Tillakaratne Dilshan has admitted that his side were "20 or 25 runs" short of a winning total in the second one-day international against South Africa in East London. Sri Lanka put on 236 for 6 after a slow start - they had managed just 82 runs by the halfway stage of their innings.
"The wicket was slow but we tried to get to 250," Dilshan said. "In the first 20 overs, we did not get enough runs. They bowled and fielded really well."
South Africa removed Dilshan in the second over and Kumar Sangakkara in the 10th, forcing Sri Lanka to retreat into defensive mode. Dinesh Chandimal had to partner Upul Tharanga in building an innings from the ground up and then join forces with bigger-hitters to craft a competitive total. "He [Chandimal] is one of the fine youngsters of Sri Lankan cricket," Dilshan said. "We wanted to give him opportunity at No. 4 and we hope he can carry on the same form in the next three matches."
Although South Africa's bowlers did not extract great pace or bounce from a tame strip, they were able to strangle Sri Lanka, something captain AB de Villiers put down to their combined efforts. "We took crucial wickets halfway through the game," de Villiers said. "We picked up Sangakkara and Jayawardene early on, and those two are some of their match-winners. It was a good team effort."
Given South Africa's record in chasing moderate but tricky scores, Sri Lanka would have thought they were in with a chance throughout. But they failed to take early wickets and only made breakthroughs later on in the innings, when South Africa were on course for victory. Dilshan said the make-up of the side may have affected their ability to claim more wickets.
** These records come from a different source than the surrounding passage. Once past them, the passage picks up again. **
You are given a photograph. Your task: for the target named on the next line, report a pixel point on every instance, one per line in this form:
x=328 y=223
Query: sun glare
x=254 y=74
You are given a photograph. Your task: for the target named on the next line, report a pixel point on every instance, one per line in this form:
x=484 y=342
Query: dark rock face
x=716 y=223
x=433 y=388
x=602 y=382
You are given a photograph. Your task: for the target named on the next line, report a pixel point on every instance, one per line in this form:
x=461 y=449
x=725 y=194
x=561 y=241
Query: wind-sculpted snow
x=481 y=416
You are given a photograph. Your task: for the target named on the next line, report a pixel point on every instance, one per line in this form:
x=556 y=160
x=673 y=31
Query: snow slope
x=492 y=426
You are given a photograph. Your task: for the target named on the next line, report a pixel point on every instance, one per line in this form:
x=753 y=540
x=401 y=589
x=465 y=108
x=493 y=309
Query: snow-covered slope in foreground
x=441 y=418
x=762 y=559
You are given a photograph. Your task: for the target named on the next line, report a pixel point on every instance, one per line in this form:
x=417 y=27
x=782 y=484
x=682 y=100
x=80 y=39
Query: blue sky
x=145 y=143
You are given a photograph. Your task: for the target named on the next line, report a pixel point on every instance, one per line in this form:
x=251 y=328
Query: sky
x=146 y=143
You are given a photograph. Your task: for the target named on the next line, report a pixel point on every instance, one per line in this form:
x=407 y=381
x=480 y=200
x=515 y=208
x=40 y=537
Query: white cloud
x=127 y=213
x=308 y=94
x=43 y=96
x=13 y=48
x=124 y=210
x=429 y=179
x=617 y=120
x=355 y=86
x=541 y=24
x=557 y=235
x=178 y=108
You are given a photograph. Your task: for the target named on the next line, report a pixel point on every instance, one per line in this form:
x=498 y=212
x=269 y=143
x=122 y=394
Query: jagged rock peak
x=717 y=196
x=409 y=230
"Another spinner might have been handy on this wicket," Dilshan admitted. Sri Lanka could not play two specialist spinners because Ajantha Mendis was out with injury - he had a recurrence of an earlier back problem ahead of the match - forcing Dilshan to rely on himself to some degree. "I bowled nine overs, because I thought this wicket will be helpful for the spinners."
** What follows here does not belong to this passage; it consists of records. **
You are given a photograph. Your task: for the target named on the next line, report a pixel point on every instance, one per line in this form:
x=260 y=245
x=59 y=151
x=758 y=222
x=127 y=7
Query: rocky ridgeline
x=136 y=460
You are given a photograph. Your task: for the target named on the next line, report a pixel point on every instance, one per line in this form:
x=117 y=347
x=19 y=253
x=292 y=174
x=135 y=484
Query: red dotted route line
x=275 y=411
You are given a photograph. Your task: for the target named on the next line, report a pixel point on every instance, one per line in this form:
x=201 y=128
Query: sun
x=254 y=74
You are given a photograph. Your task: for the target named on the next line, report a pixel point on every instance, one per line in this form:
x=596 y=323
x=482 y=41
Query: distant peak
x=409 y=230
Dilshan brought himself on to attack JP Duminy, who is thought to be susceptible against spin. Duminy defied both him and Rangana Herath, and recorded a competent 66 after being moved up the order into the top four. "I prefer a bit of time when I walk out to the middle and I wasn't given that opportunity in the previous matches," Duminy said. "We are going to mix it up between myself, AB and Faf [du Plessis] for those three positions [Nos. 4, 5 and 6] in the line-up. My goal was to get us as close as possible."
With South Africa showing flexibility and innovation in their 2-0 lead, the breaking point is almost upon Sri Lanka. They will need to win the third match in Bloemfontein to stay alive in the series. "We can take a lot of positives after losing the first one-dayer badly. This one came close," Dilshan said. "If we can lift our game 10-15%, we can do well in the next three matches. Me, Sanga [Sangakkara] and Mahela [Jayawardene] are not in great form. At least two of us have to come to the party."
Sri Lanka will be boosted by the knowledge that South Africa will go into the remainder of the series somewhat unsettled at the top. Hashim Amla has been released for paternal duties after scoring a century and a half-century in the first two matches. "Hashim will be missed. Hopefully we clinch the series without him as soon as possible," de Villiers said. "But we have a lot of talent in South African cricket and I am looking forward to what the selectors come up with [as a replacement for Amla]."
Alviro Petersen is expected to be called up, to open with Graeme Smith. De Villiers indicated that the former captain will keep his position, despite his poor run of late. "Graeme is a huge factor in our team," de Villiers said. "He is not scoring 1000 runs in every game at the moment but he will be back soon."
South Africa's squad for the next match will be announced on Sunday. The selectors are also deliberating the right time to offer Jacques Kallis a rest.